Abstract
Background: With continued improvements in breast cancer (BC) outcomes and risk of recurrence occurring until at least 20 years post-diagnosis, it is important to continue to follow-up clinical trial participants to characterise long-term treatment impact. Traditionally follow-up has been via hospitals; entailing burden on patients and site-staff. Using routinely collected health datasets (RCHD) as an alternative method is attractive, but historically cancer recurrence is poorly recorded unlike initial cancer diagnosis. Here we use data collected prospectively from large, multi-centre BC clinical trials to develop and test a procedure to identify recurrence within RCHD.

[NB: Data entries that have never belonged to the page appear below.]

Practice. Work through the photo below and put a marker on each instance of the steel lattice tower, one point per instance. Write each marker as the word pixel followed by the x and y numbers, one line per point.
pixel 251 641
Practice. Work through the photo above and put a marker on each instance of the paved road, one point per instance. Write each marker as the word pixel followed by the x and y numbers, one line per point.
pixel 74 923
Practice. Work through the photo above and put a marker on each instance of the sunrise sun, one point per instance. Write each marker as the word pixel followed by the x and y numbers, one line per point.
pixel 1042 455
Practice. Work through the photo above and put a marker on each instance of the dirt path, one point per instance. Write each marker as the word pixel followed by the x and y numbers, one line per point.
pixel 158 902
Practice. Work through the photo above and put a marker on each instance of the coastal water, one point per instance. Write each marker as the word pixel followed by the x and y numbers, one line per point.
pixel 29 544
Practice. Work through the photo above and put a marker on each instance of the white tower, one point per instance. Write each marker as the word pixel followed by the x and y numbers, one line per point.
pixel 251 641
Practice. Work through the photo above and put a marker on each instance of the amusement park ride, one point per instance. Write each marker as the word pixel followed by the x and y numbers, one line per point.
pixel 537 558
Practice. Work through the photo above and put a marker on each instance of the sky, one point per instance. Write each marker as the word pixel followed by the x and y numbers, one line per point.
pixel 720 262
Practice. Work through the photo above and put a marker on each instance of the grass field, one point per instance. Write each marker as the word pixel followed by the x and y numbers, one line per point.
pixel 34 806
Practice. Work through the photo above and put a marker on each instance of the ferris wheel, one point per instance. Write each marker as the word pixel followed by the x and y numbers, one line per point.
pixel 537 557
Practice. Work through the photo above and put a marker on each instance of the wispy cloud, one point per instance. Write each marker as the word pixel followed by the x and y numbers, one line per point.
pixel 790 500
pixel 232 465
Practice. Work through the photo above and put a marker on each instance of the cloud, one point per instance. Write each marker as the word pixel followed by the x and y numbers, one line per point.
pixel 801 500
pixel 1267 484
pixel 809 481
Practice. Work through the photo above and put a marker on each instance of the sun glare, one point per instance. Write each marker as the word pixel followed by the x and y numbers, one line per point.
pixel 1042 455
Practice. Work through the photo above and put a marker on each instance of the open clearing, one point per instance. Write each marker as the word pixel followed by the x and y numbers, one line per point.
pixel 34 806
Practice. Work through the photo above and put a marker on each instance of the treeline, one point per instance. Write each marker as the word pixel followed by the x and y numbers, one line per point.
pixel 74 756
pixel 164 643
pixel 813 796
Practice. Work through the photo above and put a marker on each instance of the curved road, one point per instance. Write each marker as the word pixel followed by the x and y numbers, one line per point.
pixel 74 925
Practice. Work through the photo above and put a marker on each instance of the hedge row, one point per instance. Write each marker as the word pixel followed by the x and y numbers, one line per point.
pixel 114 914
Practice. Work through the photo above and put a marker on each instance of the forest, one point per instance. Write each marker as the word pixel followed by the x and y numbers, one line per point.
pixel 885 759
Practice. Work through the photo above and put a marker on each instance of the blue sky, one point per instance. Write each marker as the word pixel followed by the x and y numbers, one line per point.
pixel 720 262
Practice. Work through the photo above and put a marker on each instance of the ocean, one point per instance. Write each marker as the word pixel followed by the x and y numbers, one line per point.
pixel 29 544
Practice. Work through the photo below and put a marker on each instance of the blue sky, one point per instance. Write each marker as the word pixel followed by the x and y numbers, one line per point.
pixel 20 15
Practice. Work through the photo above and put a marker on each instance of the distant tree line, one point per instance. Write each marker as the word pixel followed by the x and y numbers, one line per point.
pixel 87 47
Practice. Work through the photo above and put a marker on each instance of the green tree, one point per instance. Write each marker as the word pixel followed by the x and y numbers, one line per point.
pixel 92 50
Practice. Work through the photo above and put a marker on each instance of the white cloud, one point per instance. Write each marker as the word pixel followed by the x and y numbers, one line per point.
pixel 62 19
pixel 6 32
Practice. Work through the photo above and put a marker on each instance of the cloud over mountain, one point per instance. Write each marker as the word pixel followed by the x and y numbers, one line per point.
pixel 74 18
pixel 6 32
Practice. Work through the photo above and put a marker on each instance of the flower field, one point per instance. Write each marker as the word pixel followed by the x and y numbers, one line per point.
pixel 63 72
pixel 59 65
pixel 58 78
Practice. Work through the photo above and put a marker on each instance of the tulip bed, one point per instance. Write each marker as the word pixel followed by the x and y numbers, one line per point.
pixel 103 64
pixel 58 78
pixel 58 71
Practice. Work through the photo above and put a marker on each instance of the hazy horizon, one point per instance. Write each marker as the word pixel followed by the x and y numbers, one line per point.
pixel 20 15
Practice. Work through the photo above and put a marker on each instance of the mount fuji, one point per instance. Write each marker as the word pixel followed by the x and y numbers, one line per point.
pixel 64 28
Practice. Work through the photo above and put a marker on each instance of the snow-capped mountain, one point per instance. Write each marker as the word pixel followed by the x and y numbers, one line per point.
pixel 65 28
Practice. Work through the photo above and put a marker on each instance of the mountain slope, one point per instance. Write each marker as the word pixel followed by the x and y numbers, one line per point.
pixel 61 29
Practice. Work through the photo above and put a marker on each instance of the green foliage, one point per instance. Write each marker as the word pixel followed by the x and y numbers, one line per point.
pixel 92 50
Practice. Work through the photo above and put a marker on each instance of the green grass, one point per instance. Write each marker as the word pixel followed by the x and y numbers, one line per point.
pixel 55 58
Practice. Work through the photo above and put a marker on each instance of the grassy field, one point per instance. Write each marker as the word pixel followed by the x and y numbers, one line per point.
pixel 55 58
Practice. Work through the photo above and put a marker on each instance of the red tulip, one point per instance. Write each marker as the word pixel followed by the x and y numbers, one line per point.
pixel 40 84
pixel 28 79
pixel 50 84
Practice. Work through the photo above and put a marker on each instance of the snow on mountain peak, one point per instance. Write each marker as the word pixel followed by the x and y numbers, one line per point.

Methods: Data from four trials of early breast cancer (TACT2, POETIC, IMPORT-HIGH and FAST-Forward) where recurrence data has been collected prospectively (gold standard) was linked with RCHD (incl. cancer registry and hospital episode statistics; HES) managed by NHS England. The procedure identified episodes of clinical activity within RCHD to classify each event type (local and distant recurrence, second cancers, death) separately then combined to derive time-to-recurrence (TTR), disease-free survival (iDFS) and overall survival (OS) outcomes. Sensitivity, specificity, positive predictive value (PPV) and negative predictive value (NPV) were calculated. Hazard ratios using Cox regression modelling, log rank test p-values and three-year survival-rates for the randomised treatments were reported separately for RCHD and trial data.
Results:
The final procedure used Cancer Registry diagnoses to identify initial BCs for quality control purposes and second primary cancers. Deaths were identified via death dates and cause. Distant recurrence was identified predominately by direct indicators of metastases (e.g. ICD10 codes C77X-79X). Local recurrence was identified via relevant surgeries’ OPCS4 codes. For TTR, iDFS and OS, agreement between study and RCHD events was reasonable. Specificity was good across all endpoints (range:97.9%-99.9% for three training datasets combined), as was NPV (range:95.2%-99.6%). Sensitivity and PPV were more variable with sensitivity ranging between 72.9%-97.2% and PPV ranging between 82.6%-99.5%. Values were similar when considering the test dataset. Survival estimates for TTR, iDFS and OS were similar between study and RCHD data.
Conclusion:It is possible, with reasonable accuracy, to identify cancer recurrences using RCHD in the place of hospital-based data collection after the point of primary analysis.